For the last few years, the two local servicemen and best friends have served and trained around the world ” Gonzalez as a Marine corporal and Walters as a Navy parachute rigger.

Gonzalez, 20, did a 7-month tour in Iraq tracking enemy fire on radar and Walters, 22, helped evacuate civilians in Lebanon.



Both are currently stationed stateside, but Gonzalez expects to head back to Iraq in April. Walters will return to Virginia Beach for training.

But this year both got to return to the valley and celebrate their first Christmas with friends and family since joining the military.



“It’s been non-stop since we’ve been back. We’ve been snowboarding and seeing friends, making the rounds,” said Gonzalez, who is from Edwards. “And my family is definitely excited when I come home.”

Gonzalez’s mother, Ida De Loera said she has been preparing for Christmas since she found out her son would not be shipped out this winter.

“He got in town at 4:30 in the morning and woke me up,” she said. “It’s nice to be woken up by your son.”



Coming back to the states can be a difficult adjustment after living in war zones, Gonzalez said.

“Honestly, it gets boring here,” he said. “You train to do a job here and you go out and do it there. I feel like I might as well stay there.”

Still, it is a rare chance for the high school friends to spend almost every waking moment together.

Walters, originally from Brooklyn, came to the valley to spend his senior year of high school and met Gonzalez at the prom.

“I was the new guy at Battle Mountain High School and we met on the dance floor. We were the only two people there who knew the cha-cha slide,” Walters said.

The two and another friend, Harrison Brown, hit it off right away and were inseparable, De Leora said.

“It was hard, going from seeing each other every single day to them being away and never seeing each other,” Brown said.

The friends still try to talk on the phone weekly, even when they are on different sides of the globe.

While Gonzalez and Walters said they love their jobs, it takes some focus to keep from missing home, they said.

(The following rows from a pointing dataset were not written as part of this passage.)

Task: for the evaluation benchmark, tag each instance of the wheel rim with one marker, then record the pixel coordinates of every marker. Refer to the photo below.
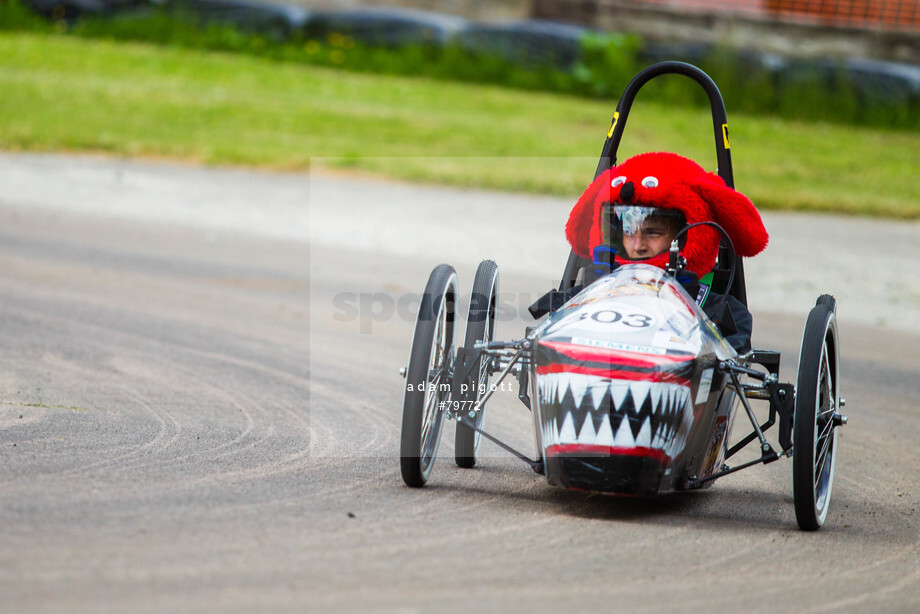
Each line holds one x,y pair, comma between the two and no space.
437,367
825,435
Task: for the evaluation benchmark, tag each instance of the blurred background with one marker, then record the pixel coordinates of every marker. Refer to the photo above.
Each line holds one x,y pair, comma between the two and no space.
834,86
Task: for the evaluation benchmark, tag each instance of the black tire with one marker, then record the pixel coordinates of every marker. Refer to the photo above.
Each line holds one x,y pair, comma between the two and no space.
480,327
814,431
428,376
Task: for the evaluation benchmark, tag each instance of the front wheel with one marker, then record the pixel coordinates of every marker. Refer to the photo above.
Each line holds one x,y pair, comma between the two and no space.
480,328
814,431
428,376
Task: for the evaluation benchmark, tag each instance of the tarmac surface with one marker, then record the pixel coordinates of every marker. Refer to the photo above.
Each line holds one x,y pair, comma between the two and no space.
200,405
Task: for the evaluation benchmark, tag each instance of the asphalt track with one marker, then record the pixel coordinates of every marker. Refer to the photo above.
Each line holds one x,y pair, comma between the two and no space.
199,411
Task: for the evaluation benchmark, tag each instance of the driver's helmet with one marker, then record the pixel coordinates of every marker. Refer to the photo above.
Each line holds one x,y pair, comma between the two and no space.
653,187
638,233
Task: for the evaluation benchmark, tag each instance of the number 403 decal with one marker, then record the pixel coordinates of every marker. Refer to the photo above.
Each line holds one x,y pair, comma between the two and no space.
634,320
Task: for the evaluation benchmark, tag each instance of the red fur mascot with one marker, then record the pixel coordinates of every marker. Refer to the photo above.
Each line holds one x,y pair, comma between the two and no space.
670,181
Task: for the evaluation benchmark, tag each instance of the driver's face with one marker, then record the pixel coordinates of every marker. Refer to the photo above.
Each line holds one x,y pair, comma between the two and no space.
653,238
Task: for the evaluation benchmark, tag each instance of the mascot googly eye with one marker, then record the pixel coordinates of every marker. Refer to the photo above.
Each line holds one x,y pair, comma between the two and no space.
639,205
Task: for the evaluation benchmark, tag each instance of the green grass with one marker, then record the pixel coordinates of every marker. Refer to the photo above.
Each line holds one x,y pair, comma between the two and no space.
71,94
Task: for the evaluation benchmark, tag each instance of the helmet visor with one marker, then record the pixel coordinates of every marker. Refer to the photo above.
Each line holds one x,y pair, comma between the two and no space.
639,233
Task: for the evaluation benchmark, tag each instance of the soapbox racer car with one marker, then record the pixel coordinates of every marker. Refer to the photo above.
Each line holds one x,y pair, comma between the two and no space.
631,387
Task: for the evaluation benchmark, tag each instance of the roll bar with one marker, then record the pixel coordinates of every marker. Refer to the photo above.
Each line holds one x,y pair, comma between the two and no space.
723,154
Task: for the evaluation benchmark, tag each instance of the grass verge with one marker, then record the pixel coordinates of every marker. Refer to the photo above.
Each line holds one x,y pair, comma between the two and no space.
64,93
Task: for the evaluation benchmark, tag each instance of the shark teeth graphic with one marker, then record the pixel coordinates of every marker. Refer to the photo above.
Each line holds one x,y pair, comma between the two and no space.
590,410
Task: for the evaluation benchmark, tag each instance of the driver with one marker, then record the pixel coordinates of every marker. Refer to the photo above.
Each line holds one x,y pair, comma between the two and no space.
645,234
632,213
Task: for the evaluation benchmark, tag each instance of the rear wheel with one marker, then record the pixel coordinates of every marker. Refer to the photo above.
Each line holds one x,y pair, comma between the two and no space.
428,376
814,431
480,327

“You just can’t think about it or think about being scared, or you’ll never get your job done,” Walters said.

Dealing with the isolation is one of the hardest aspects of the job, he said.

While at sea, Internet access can be spotty, and mail comes twice a month at best.

“I was on an all-male ship, and I saw men cry when they didn’t get any mail. It was some sad stuff, let me tell you,” he said.

Gonzalez said he remembers the first time he experienced a bombing in Iraq.

“I was eating and I’d only been there 3 or 4 hours. It hit, and everybody just stopped. I think there was complete silence for about 5 seconds,” he said. “But you get used to it.”

Walters said he had always been interested in joining the Navy, and he wanted to set an example for his 12-year-old brother.

“I wanted him to see that there’s another life out there than being on the streets,” he said.

Similarly, Gonzalez said his younger cousin is a motivation for him. He also wanted to get out of the valley and see the world, he said.

And it doesn’t hurt that they get to shoot guns, both added.

It is difficult at home while Gonzalez is away, De Leora said.

“I have to deal with what they want to do with him,” she said. “He tells me that he is the property of the U.S. government. I have to learn to deal with that.”

She worries constantly while Gonzalez is in Iraq, especially when his phone lines get taken out and she does not hear from him for weeks.

“Then I’m a wreck. I always think the worst,” she said. “I try not to think about it as much. I work more or volunteer to keep my mind off it.”

She is extremely proud of her son, but sometimes she still wishes he had gone to college in Boulder like many of his other high school friends.

“This is what he wants to do, and he loves it. He was born to do it, but I wasn’t born to be a soldier’s mother,” she said. “I don’t know if anything can prepare you for that.”